Avec l’article 65 et les suivants, nous abordons les questions relatives à l’institution et à la compétence des tribunaux de commerce. Vous l’avez confirmé en commission spéciale, monsieur le ministre : le Gouvernement souhaite désigner plusieurs tribunaux de commerce spécialisés dans les affaires les plus importantes et les plus sensibles.

Au préalable, je souhaite rappeler que, malgré tout ce que nous avons pu entendre pendant ces derniers mois, les 134 tribunaux de commerce de notre pays fonctionnent bien et sont un vecteur essentiel permettant de trouver les solutions les meilleures pour les entreprises en difficulté et leurs salariés.
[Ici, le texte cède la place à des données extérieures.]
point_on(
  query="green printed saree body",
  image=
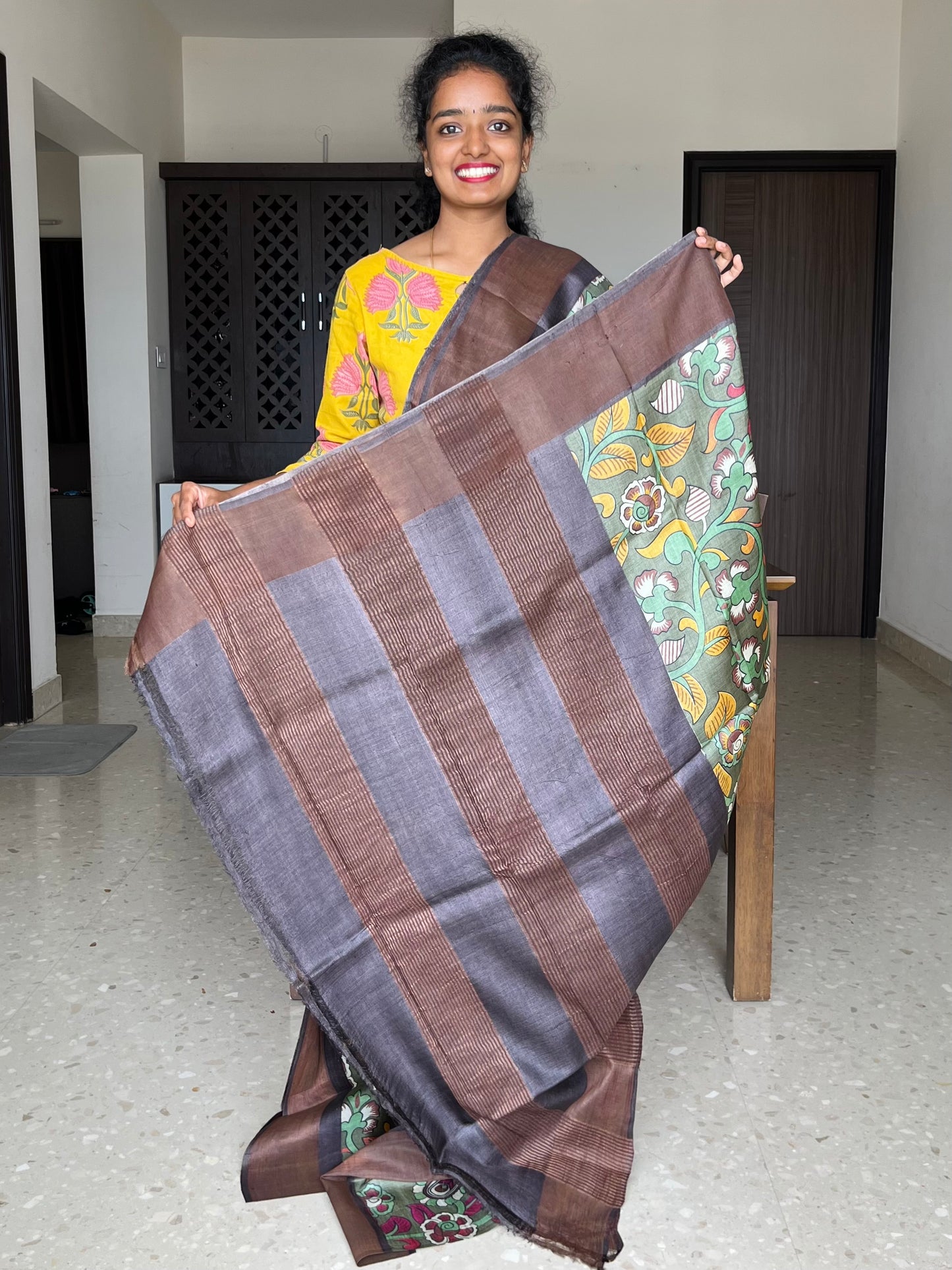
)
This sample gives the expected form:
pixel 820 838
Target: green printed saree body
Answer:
pixel 462 707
Les juges consulaires sont tous bénévoles, élus par leurs pairs. Ils consentent à d’importants efforts de formation. Leur expérience de l’entreprise et de l’économie est prouvée. Leur proximité avec le terrain est aussi très importante : ils sont en lien avec la vie quotidienne de leurs territoires, ils connaissent l’histoire des entreprises qui le maillent et les conditions économiques et sociales dans lesquelles elles se développent. Cette connaissance du terrain et le lien entretenu par les juges avec les élus et les différents acteurs du territoire jouent un rôle très important, d’autant que les discussions peuvent parfois être difficiles.

Les articles 65 et suivants ne traitent que d’une toute petite partie de la réforme qui devait être réalisée. Par la voix de Mme Taubira, le Gouvernement avait annoncé un grand projet de loi sur la justice du XXIe siècle, qui devait réformer les juridictions en profondeur. Cette annonce est restée lettre morte. Or les tribunaux de commerce ont besoin d’une réforme globale, qui pose non seulement la question de la spécialisation, mais également celle de la formation des juges, du fonctionnement et de la rénovation de la carte territoriale. Les tribunaux de commerce n’ont pas besoin d’une réforme décousue dans des textes épars.
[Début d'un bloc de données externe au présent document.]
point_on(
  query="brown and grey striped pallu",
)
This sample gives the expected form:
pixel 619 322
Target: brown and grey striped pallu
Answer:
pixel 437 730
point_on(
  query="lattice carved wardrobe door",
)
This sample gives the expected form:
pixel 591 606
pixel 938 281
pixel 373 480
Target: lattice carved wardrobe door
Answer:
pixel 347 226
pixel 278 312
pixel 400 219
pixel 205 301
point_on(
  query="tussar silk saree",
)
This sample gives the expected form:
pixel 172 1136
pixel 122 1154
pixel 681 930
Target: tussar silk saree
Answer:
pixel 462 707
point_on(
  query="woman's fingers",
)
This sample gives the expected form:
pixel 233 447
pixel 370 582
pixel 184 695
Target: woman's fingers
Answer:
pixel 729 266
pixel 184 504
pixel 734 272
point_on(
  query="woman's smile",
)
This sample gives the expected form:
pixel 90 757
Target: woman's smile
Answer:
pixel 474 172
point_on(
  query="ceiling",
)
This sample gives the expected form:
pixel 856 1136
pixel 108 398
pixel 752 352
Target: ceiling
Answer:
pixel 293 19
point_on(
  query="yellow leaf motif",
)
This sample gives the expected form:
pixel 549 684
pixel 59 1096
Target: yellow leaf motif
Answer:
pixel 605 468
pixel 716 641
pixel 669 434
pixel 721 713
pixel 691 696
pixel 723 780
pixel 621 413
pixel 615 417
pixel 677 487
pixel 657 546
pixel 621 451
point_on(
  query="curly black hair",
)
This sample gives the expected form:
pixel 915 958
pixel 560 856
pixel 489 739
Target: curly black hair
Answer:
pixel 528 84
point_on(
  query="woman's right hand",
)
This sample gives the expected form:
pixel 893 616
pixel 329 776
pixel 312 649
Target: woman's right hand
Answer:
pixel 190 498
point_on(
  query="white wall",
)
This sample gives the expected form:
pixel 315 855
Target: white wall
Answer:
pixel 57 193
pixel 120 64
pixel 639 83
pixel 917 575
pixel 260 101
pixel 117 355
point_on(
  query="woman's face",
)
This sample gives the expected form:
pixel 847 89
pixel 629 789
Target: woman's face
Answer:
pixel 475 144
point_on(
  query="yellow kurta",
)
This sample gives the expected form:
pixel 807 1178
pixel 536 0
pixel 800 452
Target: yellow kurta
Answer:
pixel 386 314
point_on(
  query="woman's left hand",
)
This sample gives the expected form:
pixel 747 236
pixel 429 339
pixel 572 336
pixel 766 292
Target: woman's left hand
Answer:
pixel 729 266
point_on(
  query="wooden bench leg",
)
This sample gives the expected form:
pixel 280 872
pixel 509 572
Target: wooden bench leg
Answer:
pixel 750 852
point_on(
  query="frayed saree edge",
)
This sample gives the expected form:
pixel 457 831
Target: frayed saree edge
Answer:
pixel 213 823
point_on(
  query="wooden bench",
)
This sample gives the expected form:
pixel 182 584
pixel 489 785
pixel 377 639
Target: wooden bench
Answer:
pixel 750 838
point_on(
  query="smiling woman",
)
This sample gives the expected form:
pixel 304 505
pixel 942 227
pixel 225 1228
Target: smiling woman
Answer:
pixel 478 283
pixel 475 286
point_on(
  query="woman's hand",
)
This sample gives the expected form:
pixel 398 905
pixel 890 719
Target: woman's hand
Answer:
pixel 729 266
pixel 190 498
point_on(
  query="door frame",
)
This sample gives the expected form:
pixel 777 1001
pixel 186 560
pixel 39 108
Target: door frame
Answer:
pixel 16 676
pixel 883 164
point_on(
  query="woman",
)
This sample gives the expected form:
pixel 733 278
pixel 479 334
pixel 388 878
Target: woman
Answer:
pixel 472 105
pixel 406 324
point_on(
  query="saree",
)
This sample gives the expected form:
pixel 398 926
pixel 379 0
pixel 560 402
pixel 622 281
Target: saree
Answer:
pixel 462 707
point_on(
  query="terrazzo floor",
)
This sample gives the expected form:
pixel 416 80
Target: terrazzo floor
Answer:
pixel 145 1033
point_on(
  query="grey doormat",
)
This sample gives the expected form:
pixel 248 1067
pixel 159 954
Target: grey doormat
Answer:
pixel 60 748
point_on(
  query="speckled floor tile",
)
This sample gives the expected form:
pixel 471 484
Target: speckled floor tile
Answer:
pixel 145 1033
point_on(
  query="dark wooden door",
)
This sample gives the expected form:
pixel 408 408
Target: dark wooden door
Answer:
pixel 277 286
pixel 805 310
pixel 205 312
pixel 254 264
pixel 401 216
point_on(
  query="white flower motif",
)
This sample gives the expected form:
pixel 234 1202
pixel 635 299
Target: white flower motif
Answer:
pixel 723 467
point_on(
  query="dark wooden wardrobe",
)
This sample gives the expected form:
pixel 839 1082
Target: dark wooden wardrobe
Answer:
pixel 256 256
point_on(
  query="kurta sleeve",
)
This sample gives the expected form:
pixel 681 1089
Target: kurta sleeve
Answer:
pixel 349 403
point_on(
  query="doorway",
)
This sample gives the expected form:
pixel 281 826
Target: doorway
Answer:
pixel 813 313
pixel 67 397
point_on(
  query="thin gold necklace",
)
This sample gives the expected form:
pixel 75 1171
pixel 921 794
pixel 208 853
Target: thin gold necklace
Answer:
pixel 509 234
Monsieur le ministre, les juges consulaires nous ont dit qu’ils n’étaient pas systématiquement opposés à une évolution de leur juridiction. Cependant, ils préconisent la saisine obligatoire, par le président du tribunal, du premier président de la cour d’appel qui, lui, peut choisir de délocaliser les affaires relevant du comité interministériel de restructuration industrielle, le CIRI, présidé par le Premier ministre, à savoir les affaires concernant au moins 400 salariés, et non pas 100, 150, 200 ou 250 salariés, comme le rapporteur thématique l’a préconisé en commission spéciale.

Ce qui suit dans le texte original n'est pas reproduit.